Ich vermute auch, dass
der Von-der-Leyen-Adjutant den juristischen Unterschied zwischen dem Prinzip
der Prävention und jenem der Repression nicht ganz versteht. Dass Artikel 18
Grundgesetz ersteres Ziel verfolgt, wurde vom Bundesverfassungsgericht in den
wenigen Fällen, in denen es mit einem Antrag auf Grundrechtsverwirkung
beschäftigt war – stattgegeben wurde einem solchen Ansinnen noch nie –
unmissverständlich klargestellt. So wurde im Beschluss vom 02.07.1974, 2 BvA 1/69, Randnummer 9, mit weiteren Nachweisen ausgeführt, dass Artikel 18
Grundgesetz
der Abwehr von Gefahren, die der freiheitlich- demokratischen Grundordnung durch individuelle Betätigung drohen können[,]
dient und für Artikel 18
Grundgesetz
die Gefährlichkeit des Antragsgegners im Blick auf die Zukunft entscheidend [ist].
Weder ein
Kollektivmaulkorb für Politiker unliebsamer Parteien oder Mitglieder „rechter
Netzwerke“ noch die Sanktionierung eines vielleicht früher einmal relevanten, aber
pro futuro nur noch unerheblichen
Wirkens gegen die freiheitliche demokratische Grundordnung (FDGO) und auch
nicht ein vielleicht Anstoß erregendes, aber keine Gefahr für die FDGO
darstellendes Auftreten rechtfertigen die Anwendung des Artikel 18 Grundgesetz.

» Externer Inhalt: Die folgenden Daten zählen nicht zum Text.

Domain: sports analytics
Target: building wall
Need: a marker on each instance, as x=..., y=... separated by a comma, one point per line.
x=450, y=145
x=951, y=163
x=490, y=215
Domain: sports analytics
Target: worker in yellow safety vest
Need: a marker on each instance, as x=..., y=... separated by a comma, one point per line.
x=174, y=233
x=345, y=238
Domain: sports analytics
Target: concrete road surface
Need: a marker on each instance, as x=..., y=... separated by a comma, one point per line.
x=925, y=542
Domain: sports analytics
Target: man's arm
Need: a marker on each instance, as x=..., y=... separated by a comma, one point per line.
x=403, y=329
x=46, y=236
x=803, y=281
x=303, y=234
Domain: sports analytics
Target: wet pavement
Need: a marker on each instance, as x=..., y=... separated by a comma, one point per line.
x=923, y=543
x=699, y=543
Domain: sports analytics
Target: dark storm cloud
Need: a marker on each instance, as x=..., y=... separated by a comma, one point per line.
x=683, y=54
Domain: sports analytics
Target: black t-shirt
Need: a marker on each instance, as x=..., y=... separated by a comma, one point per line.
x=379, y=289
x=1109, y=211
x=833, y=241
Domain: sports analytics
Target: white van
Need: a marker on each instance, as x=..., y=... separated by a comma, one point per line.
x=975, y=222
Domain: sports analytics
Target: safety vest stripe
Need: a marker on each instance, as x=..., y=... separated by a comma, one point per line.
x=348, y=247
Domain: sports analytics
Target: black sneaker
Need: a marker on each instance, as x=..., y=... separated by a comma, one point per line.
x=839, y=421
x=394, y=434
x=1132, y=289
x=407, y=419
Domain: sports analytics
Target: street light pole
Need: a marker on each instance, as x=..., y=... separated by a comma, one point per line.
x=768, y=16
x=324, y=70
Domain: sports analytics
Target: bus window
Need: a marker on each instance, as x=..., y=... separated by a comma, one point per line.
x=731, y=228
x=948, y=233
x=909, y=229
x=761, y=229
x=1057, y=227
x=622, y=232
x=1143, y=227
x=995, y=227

Denn es geht in dieser Norm eben nicht darum, Meinungsabweichler für ihr
unbotmäßiges Unterfangen zu bestrafen, vielmehr soll ein Wanken des Fundaments,
auf dem dieser Staat errichtet ist, vermieden werden. Deshalb ist der
Ausschluss vom Diskurs als befristet beziehungsweise befristbar konzipiert
(siehe § 40 Bundesverfassungsgerichtsgesetz).
Wer nun einwirft, dass
sich Artikel 18 Grundgesetz dann wohl als Totgeburt erweist, möge Folgendes
bedenken: Man kann den Sinn dieser Bestimmung auch darin sehen, dass sie
letztlich eine zusätzliche Absicherung der darin genannten Grundrechte mit sich
bringt. Zum Beispiel die in Artikel 5 Absatz 1 Grundgesetz positivierten
Grundrechte unterliegen dem Schrankenvorbehalt des Absatzes 2 der genannten
Norm. Artikel 18 Grundgesetz würde nach der auch hier vertretenen Auffassung den einfachen Gesetzgeber daran
hindern, zum Beispiel im Strafrecht einen Entzug der Meinungsfreiheit als
Nebensanktion zu etablieren, was ihm von Artikel 5 Grundgesetz nicht
schlechterdings verwehrt wäre. Die Leichtfertigkeit, mit der Tauber seinen
politischen Antipoden den Knebel vor dem Mund anbringen möchte, wäre somit von der
Verfassung keinesfalls gewollt.
Alexander Wendt, der sich
in seinem Online-Magazin Publico
seinerseits mit den verfassungsjuristischen Inkonsistenzen der Argumentation
des CDU-Politikers befasst, attestiert Tauber, dieser wolle „nicht debattieren,
sondern herumdröhnen“. Meines Erachtens möchte der gebürtige Frankfurter weder
das eine noch das andere. Sein Vorwurf an Hans-Georg Maaßen und die „namenlosen
Wichtigtuer von der Werte-Union“, wonach sich diese über die Integrations- und
Einbindungsfähigkeit der politischen Rechten täuschten, sowie das zeitnahe
Erscheinen einer sekundierenden, von Partei- und Gesinnungsfreund Ruprecht
Polenz verfassten Kolumne auf SPIEGEL-Online sprechen meines Erachtens eher
dafür, dass hier schon einmal für den nach den heurigen Landtagswahlen im Osten
oder nach der Demission Angela Merkels zu erwartenden Ausrichtungskampf
innerhalb der CDU Pflöcke eingeschlagen werden sollen. Politikern, die
scheinbar selbstlos und zweckfrei handeln, sollte man grundsätzlich misstrauen.